Yi Zhou, Archisman Rudra, Salvatore Paxia and Bud Mishra
Abstract
Modern biology is driven by large scale processing of heterogeneous data, which may come from diverse sources. This could be anything from a Genbank sequence to the result of some microarray experiment. The interfaces that let one access these different sources vary widely, so that a biologist needs to be an expert in very different areas of computer science: databases, networking, languages etc. Furthermore, the algorithms used to extract biologically significant information tend to be developed in an ad hoc manner. This leads to very little code sharing between the data analysis algorithms, with the concomitant increase in code complexity. Instead of developing each tool ab initio, our bioinformatic system VALIS defines low level building blocks and uniform APIs which let one use these from high level scripting languages. This enables biologists to write very simple scripts to perform fairly involved bioinformatic processing in a flexible fashion.
As an example we use the VALIS system to investigate DNA evolution properties. In particular, we measure the long-range correlation (LRC) of DNA sequences. Our approach is to estimate the degree of DNA sequence LRC in the hope of distinguishing between different models of DNA evolution.

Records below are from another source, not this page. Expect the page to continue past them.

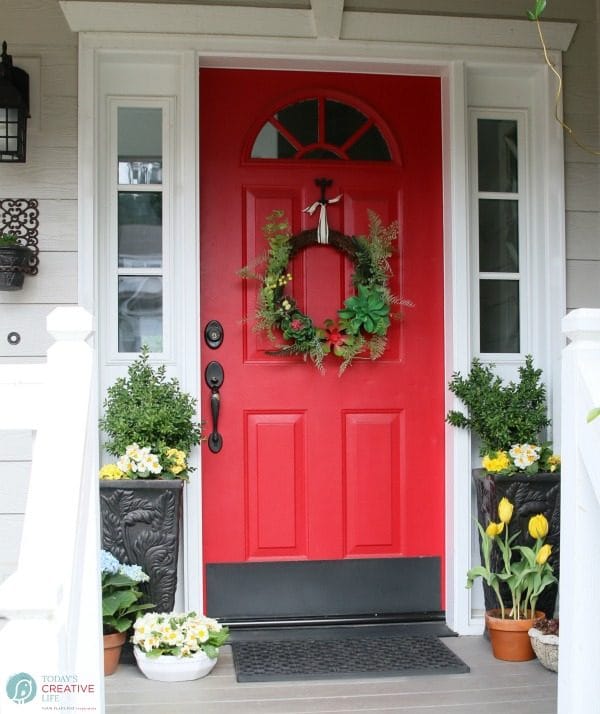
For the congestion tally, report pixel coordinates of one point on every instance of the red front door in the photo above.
(316, 466)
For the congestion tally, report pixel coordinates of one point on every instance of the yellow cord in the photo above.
(566, 127)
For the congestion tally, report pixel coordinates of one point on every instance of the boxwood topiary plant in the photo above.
(147, 409)
(500, 414)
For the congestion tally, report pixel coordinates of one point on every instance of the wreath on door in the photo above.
(360, 328)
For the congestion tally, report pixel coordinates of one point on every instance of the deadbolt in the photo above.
(213, 334)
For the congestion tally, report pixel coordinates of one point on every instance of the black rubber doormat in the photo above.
(386, 656)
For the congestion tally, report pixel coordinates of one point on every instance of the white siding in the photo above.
(38, 37)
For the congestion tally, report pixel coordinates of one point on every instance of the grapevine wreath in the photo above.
(361, 327)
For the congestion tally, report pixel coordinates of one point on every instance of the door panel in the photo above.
(316, 466)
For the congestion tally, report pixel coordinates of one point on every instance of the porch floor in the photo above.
(492, 685)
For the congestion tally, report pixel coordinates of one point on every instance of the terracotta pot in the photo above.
(113, 645)
(510, 638)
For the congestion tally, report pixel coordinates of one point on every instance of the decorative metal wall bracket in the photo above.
(19, 217)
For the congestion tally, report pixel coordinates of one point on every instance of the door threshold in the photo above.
(394, 618)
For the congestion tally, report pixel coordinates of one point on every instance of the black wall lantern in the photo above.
(14, 109)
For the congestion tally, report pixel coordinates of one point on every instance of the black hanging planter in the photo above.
(530, 495)
(140, 525)
(14, 264)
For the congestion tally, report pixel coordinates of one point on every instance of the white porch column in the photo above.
(578, 680)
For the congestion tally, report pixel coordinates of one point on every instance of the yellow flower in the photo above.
(494, 529)
(538, 526)
(497, 461)
(505, 509)
(177, 459)
(543, 554)
(111, 472)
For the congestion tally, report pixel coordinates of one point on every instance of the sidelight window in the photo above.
(139, 258)
(498, 208)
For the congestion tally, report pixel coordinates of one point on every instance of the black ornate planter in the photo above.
(530, 495)
(140, 525)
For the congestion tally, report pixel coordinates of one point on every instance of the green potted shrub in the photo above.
(510, 419)
(150, 427)
(14, 261)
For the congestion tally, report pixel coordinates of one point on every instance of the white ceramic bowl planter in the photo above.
(167, 668)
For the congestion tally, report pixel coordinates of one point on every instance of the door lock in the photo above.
(213, 334)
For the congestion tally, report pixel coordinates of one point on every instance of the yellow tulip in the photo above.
(543, 554)
(494, 529)
(505, 509)
(538, 526)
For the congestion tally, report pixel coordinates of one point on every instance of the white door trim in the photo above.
(455, 65)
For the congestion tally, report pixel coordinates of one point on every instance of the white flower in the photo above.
(124, 464)
(133, 451)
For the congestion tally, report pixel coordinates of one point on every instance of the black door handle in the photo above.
(214, 377)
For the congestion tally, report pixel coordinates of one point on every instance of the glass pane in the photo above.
(341, 122)
(320, 154)
(370, 147)
(499, 329)
(140, 229)
(497, 156)
(140, 145)
(140, 313)
(498, 236)
(301, 121)
(269, 144)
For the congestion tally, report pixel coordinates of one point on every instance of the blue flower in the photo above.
(108, 563)
(134, 572)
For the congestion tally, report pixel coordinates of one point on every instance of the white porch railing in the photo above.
(578, 680)
(52, 601)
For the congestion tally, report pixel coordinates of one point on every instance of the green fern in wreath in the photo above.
(361, 326)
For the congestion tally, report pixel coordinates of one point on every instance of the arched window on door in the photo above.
(321, 128)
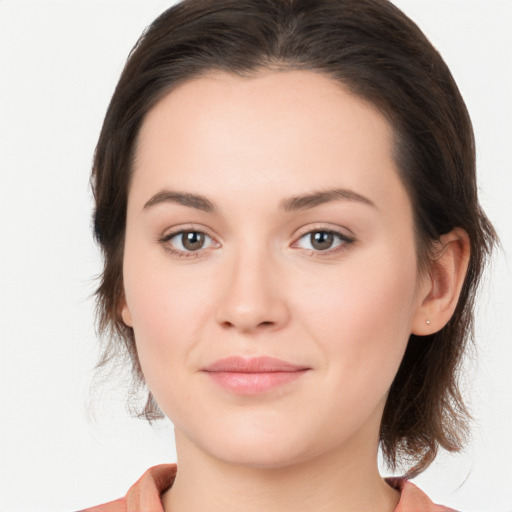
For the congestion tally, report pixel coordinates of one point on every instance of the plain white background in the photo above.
(59, 63)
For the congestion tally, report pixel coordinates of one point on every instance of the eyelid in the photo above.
(172, 233)
(345, 240)
(341, 233)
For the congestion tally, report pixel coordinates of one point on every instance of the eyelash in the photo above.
(344, 239)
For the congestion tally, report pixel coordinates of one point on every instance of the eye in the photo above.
(322, 240)
(185, 242)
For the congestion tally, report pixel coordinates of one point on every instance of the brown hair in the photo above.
(372, 49)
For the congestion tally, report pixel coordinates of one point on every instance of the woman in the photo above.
(286, 201)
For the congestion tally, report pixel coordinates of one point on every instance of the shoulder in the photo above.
(413, 499)
(144, 494)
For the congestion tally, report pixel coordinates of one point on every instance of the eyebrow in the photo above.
(295, 203)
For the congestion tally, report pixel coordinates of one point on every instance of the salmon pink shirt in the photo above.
(144, 495)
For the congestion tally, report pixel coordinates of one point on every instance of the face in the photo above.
(270, 269)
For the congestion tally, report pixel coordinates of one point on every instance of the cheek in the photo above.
(361, 316)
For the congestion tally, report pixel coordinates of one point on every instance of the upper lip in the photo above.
(265, 364)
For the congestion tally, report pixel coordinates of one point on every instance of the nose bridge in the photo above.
(252, 295)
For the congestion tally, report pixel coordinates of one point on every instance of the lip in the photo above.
(254, 375)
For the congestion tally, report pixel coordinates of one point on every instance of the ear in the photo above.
(441, 289)
(124, 312)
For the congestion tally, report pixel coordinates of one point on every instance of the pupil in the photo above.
(192, 240)
(322, 240)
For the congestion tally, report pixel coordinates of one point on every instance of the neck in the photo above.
(344, 480)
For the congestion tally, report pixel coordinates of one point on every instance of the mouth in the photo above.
(253, 376)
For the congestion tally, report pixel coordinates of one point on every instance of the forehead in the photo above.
(293, 129)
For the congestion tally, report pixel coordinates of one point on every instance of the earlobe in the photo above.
(447, 273)
(125, 313)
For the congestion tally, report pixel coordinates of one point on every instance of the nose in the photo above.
(253, 296)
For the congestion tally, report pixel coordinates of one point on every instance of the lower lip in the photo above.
(253, 383)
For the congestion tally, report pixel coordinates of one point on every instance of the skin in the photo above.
(259, 287)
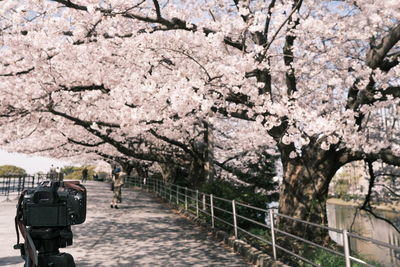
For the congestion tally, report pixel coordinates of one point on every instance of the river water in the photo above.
(366, 225)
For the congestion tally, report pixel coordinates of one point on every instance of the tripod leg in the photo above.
(58, 260)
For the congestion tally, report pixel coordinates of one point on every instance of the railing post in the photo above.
(197, 203)
(177, 194)
(185, 198)
(234, 217)
(271, 219)
(212, 210)
(346, 248)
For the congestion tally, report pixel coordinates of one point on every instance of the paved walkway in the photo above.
(143, 232)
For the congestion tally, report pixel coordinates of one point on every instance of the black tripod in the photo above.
(47, 242)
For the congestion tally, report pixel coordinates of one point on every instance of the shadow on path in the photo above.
(143, 232)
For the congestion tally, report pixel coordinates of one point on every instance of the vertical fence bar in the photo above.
(212, 210)
(197, 203)
(271, 219)
(346, 248)
(234, 217)
(177, 194)
(185, 198)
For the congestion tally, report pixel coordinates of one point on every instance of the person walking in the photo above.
(118, 180)
(84, 174)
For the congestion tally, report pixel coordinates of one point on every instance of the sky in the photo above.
(31, 164)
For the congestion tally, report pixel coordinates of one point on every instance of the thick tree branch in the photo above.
(17, 73)
(377, 53)
(81, 88)
(288, 49)
(173, 142)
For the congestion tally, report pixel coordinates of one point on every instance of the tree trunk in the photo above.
(304, 192)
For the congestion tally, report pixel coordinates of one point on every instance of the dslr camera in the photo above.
(44, 218)
(52, 205)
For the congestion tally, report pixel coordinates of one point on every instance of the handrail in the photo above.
(202, 204)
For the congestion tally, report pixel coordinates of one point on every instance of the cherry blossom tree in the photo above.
(200, 82)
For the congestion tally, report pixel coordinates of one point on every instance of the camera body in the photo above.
(52, 204)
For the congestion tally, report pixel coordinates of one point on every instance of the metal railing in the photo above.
(229, 215)
(18, 183)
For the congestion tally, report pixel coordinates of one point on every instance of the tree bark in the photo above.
(304, 191)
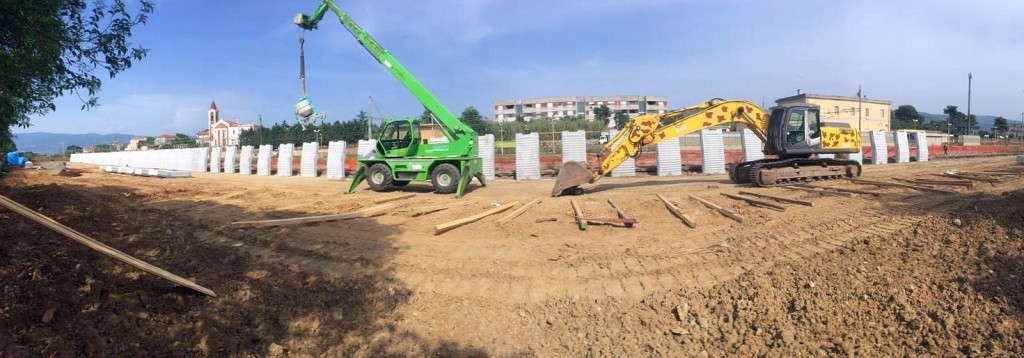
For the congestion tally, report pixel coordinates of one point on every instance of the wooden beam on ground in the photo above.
(755, 202)
(620, 213)
(915, 187)
(365, 213)
(814, 189)
(610, 221)
(679, 214)
(428, 210)
(99, 247)
(517, 212)
(393, 198)
(456, 223)
(970, 177)
(727, 213)
(778, 198)
(964, 183)
(578, 214)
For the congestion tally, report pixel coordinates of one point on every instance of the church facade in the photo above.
(220, 132)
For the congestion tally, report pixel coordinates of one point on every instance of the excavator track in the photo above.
(771, 172)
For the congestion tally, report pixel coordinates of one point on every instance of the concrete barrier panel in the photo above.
(922, 140)
(486, 151)
(527, 157)
(246, 161)
(670, 162)
(229, 158)
(366, 149)
(336, 160)
(285, 155)
(880, 149)
(573, 146)
(263, 160)
(628, 168)
(310, 154)
(902, 146)
(753, 147)
(215, 160)
(712, 151)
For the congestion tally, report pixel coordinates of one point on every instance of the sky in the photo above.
(472, 52)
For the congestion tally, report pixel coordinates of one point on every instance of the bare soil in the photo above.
(904, 273)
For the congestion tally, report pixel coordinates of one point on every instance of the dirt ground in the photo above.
(906, 272)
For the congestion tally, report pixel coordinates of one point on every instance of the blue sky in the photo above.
(470, 52)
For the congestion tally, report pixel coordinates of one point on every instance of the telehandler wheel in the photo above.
(379, 177)
(444, 178)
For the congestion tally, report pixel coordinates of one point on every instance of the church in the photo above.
(220, 132)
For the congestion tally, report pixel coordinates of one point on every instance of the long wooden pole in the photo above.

In order to study DNA sequence LRC, we view the DNA sequences as being generated from a random walk model. We first map a whole genomic sequence using a purine-pyrimidine binary rule: change purines (A/G) to +1 and pyrimidines (C/T) to -1. This creates a `DNA walk' along the genome. If there is no LRC, the walk is a realization of a Brownian motion. Otherwise, we observe a `walker' with long-term memory and thus a Fractional Brownian motion. Those two processes can be characterized by different values of the Hurst exponent (H), which can be estimated using different methods (for example, R/S analysis and de-trended fluctuation analysis). For infinite length, H=0.5 for Brownian motion, and 0<H<1, H != 0.5 for Fractional Brownian motion. Higher H (>0.5) suggests the presence of positive feedback mechanism, whilst a lower H (<0.5) suggests negative feedback mechanism.
We have analyzed various genomes using VALIS: bacteria, invertebrate and vertebrate. We observe a consistently lower H value in the coding regions compared to the non-coding regions. Thus, the DNA walk down the coding region sequences behaves closer to a Brownian motion (H ~ 0.5), while it acts more like a Fractional Brownian motion in the non-coding regions (H>0.5). The higher H values in non-coding regions indicate that the sequences in the non-coding regions possess stronger positive LRC than those in the coding regions. In addition, the H values in different regions increase with the evolutionary positions of the corresponding organisms. This suggests that there are some cellular events that tend to make DNA sequences more positively correlated as evolution proceeds.
Based on our observations, we hypothesize that the differences in the strengths of LRC in DNA sequences are caused by the counteraction of two sets of biological events. One set includes insertion and deletion events caused by DNA polymerase stuttering, transposons and recombination, which tend to increase DNA long-range correlation. The other set includes natural selection and DNA repair mechanisms, which try to eliminate the LRC caused by the former events. However, the coding regions also possess the transcription-coupled DNA repair mechanism that is unique to them, and are under a higher natural selection pressure. The cellular processes mentioned above form a spectrum of events impacting DNA evolution. The differences in the distribution of such spectrum in coding and non-coding regions and in different organisms cause the differences in the degree of LRC in DNA sequences. The hypothesis can be tested 'in silico' using simulation following Polya’s Urn model, and verified 'in vivo' using microbial mutants in the corresponding cellular processes.
The 'in silico' evolution simulation can be realized using our simulation tool `Genome Grammar'. `Genome Grammar' is a stochastic grammar with primitives for many kinds of mathematical probability distributions. We can even generate a sequence with the same probability distribution as measured from biological data. Furthermore, there are tools that let one apply some hypothesized processes on sequences obtained from the grammar. This enables us to test any model and conduct evolutionary experiments 'in silico'.